I travel light when going to the track.. checking bags is for suckers:


2012 still chugging along!

It’s been awhile since my last post, but here’s the cliff notes of the last 2 months:

* Finished 4th at the Grand-Am Rolex 6 Hours of the Glen in June. Driving the Tequila Patron Ferrari 458 with Guy Cosmo and Johannes van Overbeek. It was my first time driving the 458 (or any car with paddle shifters!). With the strategy we wanted to do for the race, it was decided that I should qualify the car. I ran a 1:52.6 on my second to last lap of qualifying, which was my best time in the car so far but only good enough for P14. On the last lap of qualifying I was pushing really hard (had a 1:51.x predictive on the dash) and backed it into the gravel trap at the heal of the boot (my first time ever in a gravel trap!). Besides some good natured grief from the crew and JvO/Cosmo, there was no damage to the car.

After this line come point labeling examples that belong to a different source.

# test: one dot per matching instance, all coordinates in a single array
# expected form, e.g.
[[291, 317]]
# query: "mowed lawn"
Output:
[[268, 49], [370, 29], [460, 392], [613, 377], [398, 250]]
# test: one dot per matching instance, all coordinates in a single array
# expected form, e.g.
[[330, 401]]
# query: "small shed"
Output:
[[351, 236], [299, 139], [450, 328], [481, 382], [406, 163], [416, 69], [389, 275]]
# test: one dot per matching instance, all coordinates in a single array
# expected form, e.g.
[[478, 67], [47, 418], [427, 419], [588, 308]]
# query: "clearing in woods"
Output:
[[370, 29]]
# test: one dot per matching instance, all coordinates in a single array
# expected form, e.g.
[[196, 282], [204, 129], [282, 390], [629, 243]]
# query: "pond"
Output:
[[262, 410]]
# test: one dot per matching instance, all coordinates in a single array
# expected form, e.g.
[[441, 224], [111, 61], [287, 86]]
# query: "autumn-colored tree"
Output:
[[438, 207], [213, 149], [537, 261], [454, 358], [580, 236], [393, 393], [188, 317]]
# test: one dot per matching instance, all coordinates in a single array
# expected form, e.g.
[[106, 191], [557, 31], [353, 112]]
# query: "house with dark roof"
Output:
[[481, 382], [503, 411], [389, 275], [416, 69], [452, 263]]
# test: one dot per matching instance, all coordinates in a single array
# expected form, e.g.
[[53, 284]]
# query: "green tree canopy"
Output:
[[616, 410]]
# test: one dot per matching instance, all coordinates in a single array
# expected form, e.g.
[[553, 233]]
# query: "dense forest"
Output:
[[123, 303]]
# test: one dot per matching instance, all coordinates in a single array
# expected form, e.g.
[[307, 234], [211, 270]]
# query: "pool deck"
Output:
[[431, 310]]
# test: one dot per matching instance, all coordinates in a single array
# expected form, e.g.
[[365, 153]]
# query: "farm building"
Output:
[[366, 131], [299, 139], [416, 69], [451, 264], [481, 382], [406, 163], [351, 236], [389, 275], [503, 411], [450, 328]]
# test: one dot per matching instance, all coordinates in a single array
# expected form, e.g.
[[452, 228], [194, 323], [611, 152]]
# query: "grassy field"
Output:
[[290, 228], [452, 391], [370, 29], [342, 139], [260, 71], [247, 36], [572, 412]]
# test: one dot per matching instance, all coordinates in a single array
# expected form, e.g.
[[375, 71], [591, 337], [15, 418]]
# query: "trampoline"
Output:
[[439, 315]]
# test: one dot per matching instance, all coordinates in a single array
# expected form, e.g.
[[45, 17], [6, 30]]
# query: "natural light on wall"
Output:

Since I qualified the car, I had to start the race by Grand-Am rules. I lost 1 or 2 spots on the start being to cautious with traffic through the first 2 corners, but made them up before my stint was over. I think I ended my stint in P11 or P12. Cosmo then ran his first stint and got the car up to around P5, then Johannes jumped in and we were P3 or P4. By then most of the GT cars were on different pit stop strategies so we wouldn’t know exactly where we were in the field until the last 50 or 60 minutes of the race. A little beyond the half way mark I jumped in for my last stint. After my second stint was over, I came in and Cosmo jumped back in. The original plan was for Johannes to get a good rest then close out the race, but with the way cautions and track position worked out Cosmo stayed in for both final stints and did a rockin job!

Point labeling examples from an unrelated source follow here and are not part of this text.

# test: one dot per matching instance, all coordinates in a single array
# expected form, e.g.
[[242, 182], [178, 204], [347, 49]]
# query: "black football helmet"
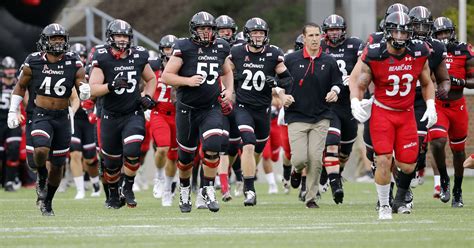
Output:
[[422, 21], [80, 49], [225, 21], [166, 42], [334, 22], [254, 24], [396, 7], [299, 43], [119, 27], [52, 30], [441, 24], [398, 21], [9, 67], [202, 19]]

I was a little slow in my second stint and lost us 2 positions on track and dropped us down to around P7. In his final double stint Cosmo got us back into the top 3. With about 40 minutes to go we decided to pit for a splash of fuel to make sure we could go the distance. We dropped a few spots, but Guy again managed to fight through the field and got up to P4 where we’d eventually finish. 

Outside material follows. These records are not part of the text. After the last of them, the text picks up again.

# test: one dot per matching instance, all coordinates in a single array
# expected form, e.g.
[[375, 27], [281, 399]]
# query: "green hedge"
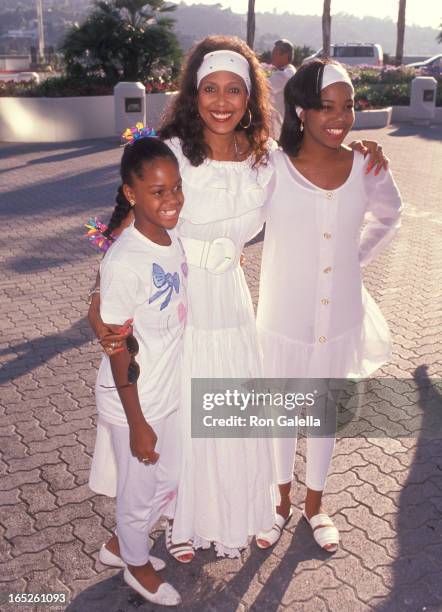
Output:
[[379, 96]]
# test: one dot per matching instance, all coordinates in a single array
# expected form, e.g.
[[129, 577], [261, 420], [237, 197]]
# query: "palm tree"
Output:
[[124, 39], [400, 32], [326, 28], [251, 23]]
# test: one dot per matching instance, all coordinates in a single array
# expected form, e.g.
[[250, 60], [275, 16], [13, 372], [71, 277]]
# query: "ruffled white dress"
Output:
[[225, 490], [315, 318]]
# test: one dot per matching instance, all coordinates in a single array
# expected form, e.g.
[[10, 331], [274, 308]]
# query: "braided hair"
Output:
[[304, 90], [142, 151]]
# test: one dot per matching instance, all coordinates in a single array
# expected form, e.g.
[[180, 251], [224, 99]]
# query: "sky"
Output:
[[419, 12]]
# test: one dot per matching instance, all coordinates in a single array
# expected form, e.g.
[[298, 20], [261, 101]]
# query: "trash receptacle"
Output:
[[423, 99], [130, 105]]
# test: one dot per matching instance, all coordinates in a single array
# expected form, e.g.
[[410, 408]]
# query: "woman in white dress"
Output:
[[315, 318]]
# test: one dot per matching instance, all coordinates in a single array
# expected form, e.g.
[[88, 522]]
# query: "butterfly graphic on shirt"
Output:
[[166, 283]]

The team and other drivers did a fantastic job to get us up through the field, even with me being the boat anchor! I did learn a valuable lesson about being to cautious in traffic and around other cars though. We’d probably have had a podium if I was able to just save the 10 or so seconds I lost in my first 4-5 laps due to traffic and not being aggressive enough. Look out at Laguna because that won’t happen again!!!

6 Hours of the Glen

* Done a lot of testing in my 2011 Porsche GT3 Cup getting ready for the Spa Supercup race. I’m also flying out to Belgium to learn the track on August 6th w/ the team so that should be fun. Really looking forward to the race. It’s the first time I’m excited to get my ass royally kicked by some of the fastest drivers in the world. :D

* Did my first Ferrari Challenge race and learned a new track (Lime Rock) a few weekends ago. The 458 Challenge cars are really quick, even without big wings!! I had to start both races dead last after the first qualifying session was rained out (grid by points) and I was DQ’d in the second after I ran the car out of fuel and it was under minimum weight. Made for some good racing though! Out of the 24 cars entered in the race, I think we finished 7th in both. In the second race I was going for a podium and spun in T1 while attempting a pass from pretty far back. Here’s some high lights from the second race (warning: it looks like a Spec Miata race.. only the cars are $300k each):

Next events for me will be the Supercup testing at Spa next week. Then I’ll be home trying to get as much seat time in my Cup as possible. Near the end of August a long string of events happen: Ferrari Challenge testing at Homestead to learn the track, then fly from Miami to Belgium for the Porsche Supercup race at Spa, then I fly back home to SF for the Rolex race at Laguna Seca w/ the Extreme Speed guys in the Ferrari 458, then  the Ferrari Challenge race at Homestead.

With ALMS announcing the GTE-ProAm class for next year I’m trying to find a way into one of those cars for the 2013 Season. Aiming for Le Mans 2013… wish me luck!